In the book he remembers that Holmes had asked whether the footprints were a man or woman’s around a recently deceased body. “Mr. Holmes, they were the footprints of a great hound,” the detective is told.
Dirda returned to the library for more Holmes books and since has become a member of the Baker Street Irregulars and the Red Circle, organizations that dote on the antics of the famous detective.
A Pulitzer-prize winning critic and book columnist for the Washington Post, Dirda discussed his new book with an audience of predominately Sherlock Holmes fans for whom the words “It’s elementary, my dear Watson” resonate more than a century after flowing out of Doyle's pen.
Dirda pointed out that Doyle wrote prolifically on subjects other than Sherlock Holmes.

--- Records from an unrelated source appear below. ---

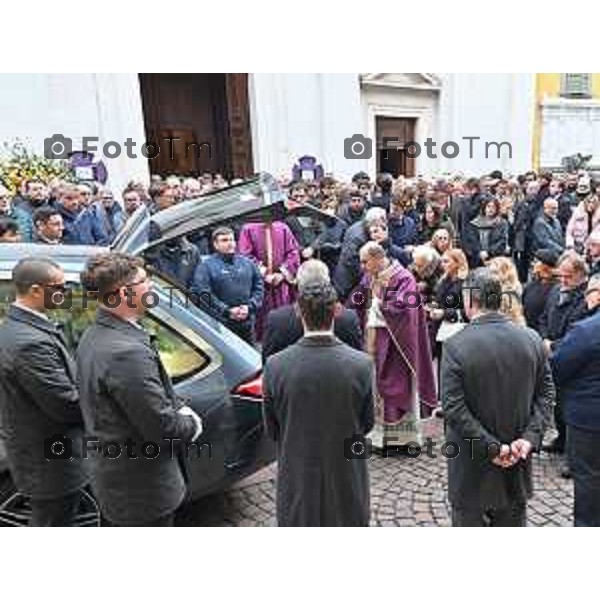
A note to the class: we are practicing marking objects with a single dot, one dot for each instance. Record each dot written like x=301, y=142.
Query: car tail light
x=251, y=389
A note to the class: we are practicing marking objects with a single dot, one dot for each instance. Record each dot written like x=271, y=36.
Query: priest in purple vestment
x=274, y=249
x=393, y=316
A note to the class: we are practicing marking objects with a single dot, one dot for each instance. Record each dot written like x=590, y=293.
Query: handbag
x=447, y=329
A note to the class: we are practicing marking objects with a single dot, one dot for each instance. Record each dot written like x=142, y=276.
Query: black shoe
x=555, y=447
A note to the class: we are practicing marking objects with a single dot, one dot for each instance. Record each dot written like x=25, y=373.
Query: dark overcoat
x=39, y=401
x=127, y=395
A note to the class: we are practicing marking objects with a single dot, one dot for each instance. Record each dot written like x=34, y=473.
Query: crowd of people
x=385, y=264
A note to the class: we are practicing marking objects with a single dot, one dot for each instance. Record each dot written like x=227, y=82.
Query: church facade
x=238, y=123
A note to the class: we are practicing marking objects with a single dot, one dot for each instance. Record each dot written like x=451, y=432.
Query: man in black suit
x=129, y=404
x=497, y=393
x=39, y=403
x=318, y=407
x=284, y=325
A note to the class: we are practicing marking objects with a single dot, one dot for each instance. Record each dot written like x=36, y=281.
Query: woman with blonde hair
x=448, y=301
x=512, y=290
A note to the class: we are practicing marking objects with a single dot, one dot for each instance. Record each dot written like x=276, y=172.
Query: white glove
x=186, y=411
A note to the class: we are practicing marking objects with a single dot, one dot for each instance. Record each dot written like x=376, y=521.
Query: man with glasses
x=576, y=367
x=39, y=402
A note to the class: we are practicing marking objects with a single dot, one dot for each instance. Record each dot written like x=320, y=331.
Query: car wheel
x=15, y=508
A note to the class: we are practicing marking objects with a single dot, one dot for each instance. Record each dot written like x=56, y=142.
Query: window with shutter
x=576, y=85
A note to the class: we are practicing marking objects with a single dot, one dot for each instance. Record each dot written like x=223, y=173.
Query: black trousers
x=511, y=516
x=584, y=462
x=56, y=512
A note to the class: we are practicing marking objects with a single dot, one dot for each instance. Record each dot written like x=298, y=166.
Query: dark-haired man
x=39, y=402
x=492, y=425
x=318, y=406
x=232, y=282
x=128, y=401
x=21, y=217
x=36, y=196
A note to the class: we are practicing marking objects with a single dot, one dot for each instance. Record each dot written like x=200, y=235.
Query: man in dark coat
x=564, y=307
x=576, y=367
x=39, y=403
x=492, y=424
x=20, y=216
x=233, y=284
x=318, y=407
x=129, y=406
x=284, y=326
x=593, y=252
x=69, y=207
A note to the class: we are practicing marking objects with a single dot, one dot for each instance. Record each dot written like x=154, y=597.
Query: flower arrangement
x=18, y=164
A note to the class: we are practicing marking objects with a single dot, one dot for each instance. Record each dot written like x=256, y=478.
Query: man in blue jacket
x=230, y=285
x=576, y=367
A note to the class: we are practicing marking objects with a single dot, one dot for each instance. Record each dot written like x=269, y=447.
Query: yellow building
x=566, y=117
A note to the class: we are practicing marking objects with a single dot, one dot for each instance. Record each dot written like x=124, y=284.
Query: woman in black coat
x=486, y=235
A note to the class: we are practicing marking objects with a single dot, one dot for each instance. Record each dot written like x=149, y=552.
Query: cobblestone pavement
x=404, y=492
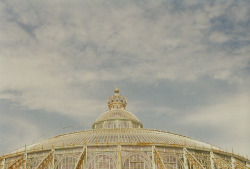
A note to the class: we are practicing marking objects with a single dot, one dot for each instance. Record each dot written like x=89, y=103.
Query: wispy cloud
x=63, y=57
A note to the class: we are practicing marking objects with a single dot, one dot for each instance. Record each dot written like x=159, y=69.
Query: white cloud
x=231, y=118
x=57, y=56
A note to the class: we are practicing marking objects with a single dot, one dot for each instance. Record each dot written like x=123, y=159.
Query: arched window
x=136, y=161
x=67, y=163
x=102, y=161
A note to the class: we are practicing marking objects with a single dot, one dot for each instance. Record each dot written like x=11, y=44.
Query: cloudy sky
x=183, y=66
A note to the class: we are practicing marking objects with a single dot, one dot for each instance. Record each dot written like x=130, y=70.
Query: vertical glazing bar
x=232, y=162
x=153, y=158
x=119, y=163
x=25, y=163
x=53, y=159
x=185, y=159
x=86, y=162
x=212, y=159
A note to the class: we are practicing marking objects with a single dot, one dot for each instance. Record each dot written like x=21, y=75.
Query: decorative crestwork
x=158, y=160
x=118, y=140
x=117, y=101
x=81, y=159
x=220, y=163
x=18, y=163
x=192, y=161
x=238, y=164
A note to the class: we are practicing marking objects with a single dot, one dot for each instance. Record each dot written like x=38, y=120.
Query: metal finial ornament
x=117, y=101
x=116, y=90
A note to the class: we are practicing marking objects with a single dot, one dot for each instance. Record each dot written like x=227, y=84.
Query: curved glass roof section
x=117, y=116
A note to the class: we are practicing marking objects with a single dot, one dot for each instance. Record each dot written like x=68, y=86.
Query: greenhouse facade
x=118, y=140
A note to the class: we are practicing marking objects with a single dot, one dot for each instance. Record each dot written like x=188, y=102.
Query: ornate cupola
x=117, y=101
x=117, y=116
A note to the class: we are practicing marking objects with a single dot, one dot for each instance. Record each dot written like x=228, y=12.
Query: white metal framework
x=119, y=141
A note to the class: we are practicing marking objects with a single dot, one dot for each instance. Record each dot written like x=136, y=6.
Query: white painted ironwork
x=81, y=159
x=159, y=164
x=2, y=163
x=219, y=162
x=238, y=164
x=192, y=160
x=46, y=161
x=118, y=140
x=18, y=163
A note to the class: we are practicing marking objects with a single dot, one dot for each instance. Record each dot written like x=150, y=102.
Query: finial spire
x=117, y=101
x=116, y=90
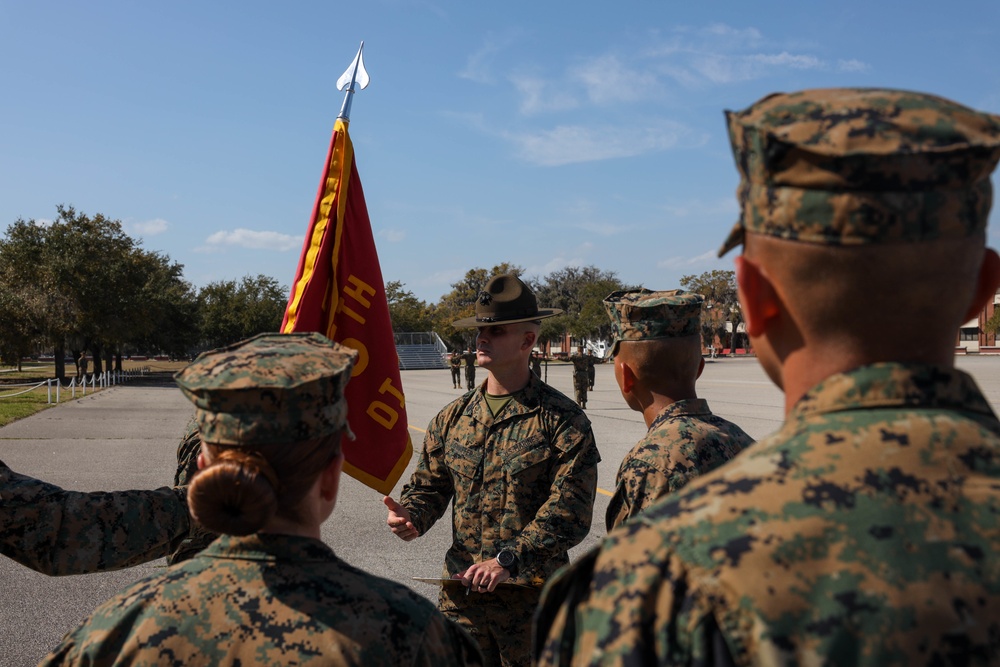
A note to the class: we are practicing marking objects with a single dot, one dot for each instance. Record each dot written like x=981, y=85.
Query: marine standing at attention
x=271, y=413
x=517, y=463
x=582, y=363
x=455, y=362
x=656, y=350
x=865, y=530
x=470, y=368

“He wrote funny stories,” Dirda said.
In the Challenger stories, for example, he quotes the main character addressing his butler: “I’m expecting the end of the world today, Austin.”
“What time sir?”
The Book Rap was scheduled the week after a Sherlock Holmes night at the Club arranged by Emily Whitten, a member of Young Members and Book and Author committees who introduced the author.